"From every loss you learn a great deal. Especially a loss like this," said attacker Tony Azevedo.
"Everybody gets a chance to check themselves mentally, go home, and realize we just got our asses kicked."
That they did, and not just on the scoreboard. Serbia mugged U.S. players around the pool, specifically targeting center Ryan Bailey, who still managed to score twice in the loss.
Is Serbia a physical team?
"Yeah, for sure," said Azevedo.
Are they a dirty team?:
"Well, you know, they're definitely the most physical. They take advantage of every knee and punch they can. But that's just how the game is now," he said.

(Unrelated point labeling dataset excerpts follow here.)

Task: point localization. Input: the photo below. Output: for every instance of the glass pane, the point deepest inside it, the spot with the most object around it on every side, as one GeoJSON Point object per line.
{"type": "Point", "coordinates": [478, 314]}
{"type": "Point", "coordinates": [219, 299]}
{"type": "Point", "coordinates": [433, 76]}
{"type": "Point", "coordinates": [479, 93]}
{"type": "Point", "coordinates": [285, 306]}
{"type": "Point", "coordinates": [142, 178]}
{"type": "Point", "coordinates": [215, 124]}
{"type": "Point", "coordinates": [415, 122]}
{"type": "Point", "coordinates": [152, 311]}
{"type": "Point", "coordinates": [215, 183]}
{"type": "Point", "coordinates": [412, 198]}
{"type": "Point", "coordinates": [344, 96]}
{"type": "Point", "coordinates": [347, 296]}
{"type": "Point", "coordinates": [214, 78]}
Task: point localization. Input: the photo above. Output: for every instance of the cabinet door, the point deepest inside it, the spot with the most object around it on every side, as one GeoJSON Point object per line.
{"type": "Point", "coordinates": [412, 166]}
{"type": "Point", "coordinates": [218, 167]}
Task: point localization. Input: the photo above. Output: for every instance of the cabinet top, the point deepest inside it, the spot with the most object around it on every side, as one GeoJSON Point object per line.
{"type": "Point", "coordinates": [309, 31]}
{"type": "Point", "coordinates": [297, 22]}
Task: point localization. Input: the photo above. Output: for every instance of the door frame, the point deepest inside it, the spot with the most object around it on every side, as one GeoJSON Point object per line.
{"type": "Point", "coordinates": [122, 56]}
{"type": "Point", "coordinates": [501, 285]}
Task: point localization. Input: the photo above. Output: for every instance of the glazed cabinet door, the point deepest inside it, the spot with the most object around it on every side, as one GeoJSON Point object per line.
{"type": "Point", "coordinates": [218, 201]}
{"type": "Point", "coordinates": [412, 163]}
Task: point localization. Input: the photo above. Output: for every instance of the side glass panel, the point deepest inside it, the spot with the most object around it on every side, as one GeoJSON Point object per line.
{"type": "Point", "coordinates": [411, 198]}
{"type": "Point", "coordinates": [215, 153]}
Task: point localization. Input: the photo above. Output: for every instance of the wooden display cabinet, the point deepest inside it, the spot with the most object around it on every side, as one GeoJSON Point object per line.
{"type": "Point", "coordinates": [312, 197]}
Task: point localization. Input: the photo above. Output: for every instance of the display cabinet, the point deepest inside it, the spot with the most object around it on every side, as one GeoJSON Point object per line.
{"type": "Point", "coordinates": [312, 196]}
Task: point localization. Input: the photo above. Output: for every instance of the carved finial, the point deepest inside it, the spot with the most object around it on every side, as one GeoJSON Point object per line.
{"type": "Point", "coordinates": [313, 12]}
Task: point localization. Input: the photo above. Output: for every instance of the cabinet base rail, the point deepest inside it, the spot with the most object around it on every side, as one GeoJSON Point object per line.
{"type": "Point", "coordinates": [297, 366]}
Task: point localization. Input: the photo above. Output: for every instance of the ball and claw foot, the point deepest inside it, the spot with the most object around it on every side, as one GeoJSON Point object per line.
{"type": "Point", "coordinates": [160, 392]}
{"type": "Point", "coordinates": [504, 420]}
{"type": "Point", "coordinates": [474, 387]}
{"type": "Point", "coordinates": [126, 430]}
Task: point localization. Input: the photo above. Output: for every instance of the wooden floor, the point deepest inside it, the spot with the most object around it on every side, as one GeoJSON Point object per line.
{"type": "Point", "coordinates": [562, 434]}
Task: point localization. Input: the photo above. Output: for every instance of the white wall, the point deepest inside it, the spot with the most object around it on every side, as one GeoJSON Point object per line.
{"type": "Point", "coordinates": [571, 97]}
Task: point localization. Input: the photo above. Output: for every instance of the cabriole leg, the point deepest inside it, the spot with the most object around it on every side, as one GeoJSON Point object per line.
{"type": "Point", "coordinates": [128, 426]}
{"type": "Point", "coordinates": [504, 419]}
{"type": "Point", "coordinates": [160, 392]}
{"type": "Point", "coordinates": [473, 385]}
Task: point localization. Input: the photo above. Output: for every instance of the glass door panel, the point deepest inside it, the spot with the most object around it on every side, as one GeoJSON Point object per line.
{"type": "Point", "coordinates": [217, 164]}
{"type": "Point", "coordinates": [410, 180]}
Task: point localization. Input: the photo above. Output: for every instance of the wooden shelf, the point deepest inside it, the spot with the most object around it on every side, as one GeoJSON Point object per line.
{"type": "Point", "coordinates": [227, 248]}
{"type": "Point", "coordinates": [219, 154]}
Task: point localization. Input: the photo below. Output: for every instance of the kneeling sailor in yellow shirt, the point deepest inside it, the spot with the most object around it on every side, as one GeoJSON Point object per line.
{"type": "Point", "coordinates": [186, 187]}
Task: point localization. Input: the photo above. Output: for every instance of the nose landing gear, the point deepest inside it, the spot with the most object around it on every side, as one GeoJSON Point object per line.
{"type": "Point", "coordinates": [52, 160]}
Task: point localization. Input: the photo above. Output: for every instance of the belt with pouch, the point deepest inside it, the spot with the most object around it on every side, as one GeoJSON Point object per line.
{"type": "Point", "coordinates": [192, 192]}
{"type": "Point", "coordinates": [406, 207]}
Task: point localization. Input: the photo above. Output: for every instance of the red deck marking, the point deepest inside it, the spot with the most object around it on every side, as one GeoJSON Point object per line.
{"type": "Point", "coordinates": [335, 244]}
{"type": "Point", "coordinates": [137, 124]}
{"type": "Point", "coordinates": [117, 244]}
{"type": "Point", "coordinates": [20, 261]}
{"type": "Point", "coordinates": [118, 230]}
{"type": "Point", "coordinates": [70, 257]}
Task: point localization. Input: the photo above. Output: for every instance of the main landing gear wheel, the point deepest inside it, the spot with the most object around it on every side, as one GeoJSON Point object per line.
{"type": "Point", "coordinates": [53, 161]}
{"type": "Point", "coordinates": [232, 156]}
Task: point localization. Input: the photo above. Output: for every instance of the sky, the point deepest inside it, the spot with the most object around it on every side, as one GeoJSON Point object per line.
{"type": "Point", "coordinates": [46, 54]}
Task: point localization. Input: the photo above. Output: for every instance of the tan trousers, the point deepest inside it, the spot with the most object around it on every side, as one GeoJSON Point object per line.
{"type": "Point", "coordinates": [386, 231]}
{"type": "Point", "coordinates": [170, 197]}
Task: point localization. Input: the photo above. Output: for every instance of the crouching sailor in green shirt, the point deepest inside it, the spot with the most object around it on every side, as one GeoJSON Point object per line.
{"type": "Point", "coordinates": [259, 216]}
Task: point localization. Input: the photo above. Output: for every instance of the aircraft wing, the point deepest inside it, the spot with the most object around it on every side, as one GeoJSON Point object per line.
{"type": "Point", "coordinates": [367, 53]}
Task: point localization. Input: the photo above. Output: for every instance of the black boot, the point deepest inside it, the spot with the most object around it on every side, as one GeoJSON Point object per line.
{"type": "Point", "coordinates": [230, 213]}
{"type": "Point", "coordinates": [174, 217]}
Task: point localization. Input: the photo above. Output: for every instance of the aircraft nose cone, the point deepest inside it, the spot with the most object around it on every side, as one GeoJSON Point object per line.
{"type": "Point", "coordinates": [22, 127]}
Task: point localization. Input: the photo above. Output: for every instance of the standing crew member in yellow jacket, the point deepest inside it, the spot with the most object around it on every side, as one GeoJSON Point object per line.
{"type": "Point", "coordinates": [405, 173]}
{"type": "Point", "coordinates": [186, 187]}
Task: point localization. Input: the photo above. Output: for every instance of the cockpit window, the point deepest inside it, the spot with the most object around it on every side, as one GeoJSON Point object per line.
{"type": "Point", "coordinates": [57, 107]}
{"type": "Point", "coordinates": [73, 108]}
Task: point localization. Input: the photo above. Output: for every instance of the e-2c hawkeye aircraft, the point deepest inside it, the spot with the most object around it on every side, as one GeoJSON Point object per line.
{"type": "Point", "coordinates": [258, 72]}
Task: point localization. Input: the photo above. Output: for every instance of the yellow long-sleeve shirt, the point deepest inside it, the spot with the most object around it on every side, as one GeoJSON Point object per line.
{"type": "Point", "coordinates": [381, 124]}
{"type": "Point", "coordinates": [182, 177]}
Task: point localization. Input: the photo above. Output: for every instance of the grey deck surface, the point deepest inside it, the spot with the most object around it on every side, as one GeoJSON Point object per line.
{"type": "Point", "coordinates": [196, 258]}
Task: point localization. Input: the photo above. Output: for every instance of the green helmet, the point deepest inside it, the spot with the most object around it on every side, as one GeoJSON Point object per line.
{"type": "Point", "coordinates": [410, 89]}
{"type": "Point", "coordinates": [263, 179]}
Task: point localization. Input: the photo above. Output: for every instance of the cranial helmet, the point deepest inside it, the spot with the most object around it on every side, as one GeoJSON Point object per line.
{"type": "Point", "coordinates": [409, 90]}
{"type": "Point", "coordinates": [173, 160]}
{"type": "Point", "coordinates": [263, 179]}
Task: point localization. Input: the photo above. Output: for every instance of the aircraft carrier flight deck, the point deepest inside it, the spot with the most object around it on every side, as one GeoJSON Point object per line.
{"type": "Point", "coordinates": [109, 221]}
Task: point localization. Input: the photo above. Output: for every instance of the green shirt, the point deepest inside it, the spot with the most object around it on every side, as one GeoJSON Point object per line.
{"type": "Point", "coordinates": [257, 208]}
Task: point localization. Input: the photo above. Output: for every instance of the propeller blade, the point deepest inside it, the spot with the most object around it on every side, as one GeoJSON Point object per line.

So the U.S. was dominated by Serbia in the preliminary round. Yet why does this sound familiar and strangely encouraging?
In the 2008 Summer Games, the U.S. and Serbia were in the same group and met in preliminaries. Serbia won the match, 4-2.
The teams met again in the medal round. The U.S. rocked them, 10-5, en route to the silver medal.
"In Beijing, they kicked the [crap] out of us in the first game and then we beat them when it mattered," said Azevedo.
Did that history make it difficult for the Americans to put much weight into the prelim match?
"I thought we were pretty fired up coming into the game. That if we won this game, we get a much better matchup in the later rounds," coach Terry Schroeder said. "I just hope we get another shot at them down the road."
As does Azevedo, who is convinced the U.S. is the better team.
"Most of [the loss] is us. Look, Serbia's a great team. They're clearly right now the favorite. But we play our game, we win that game," he said.
"We're known for not giving up counter goals. We gave up six counterattack goals today. That's unheard of."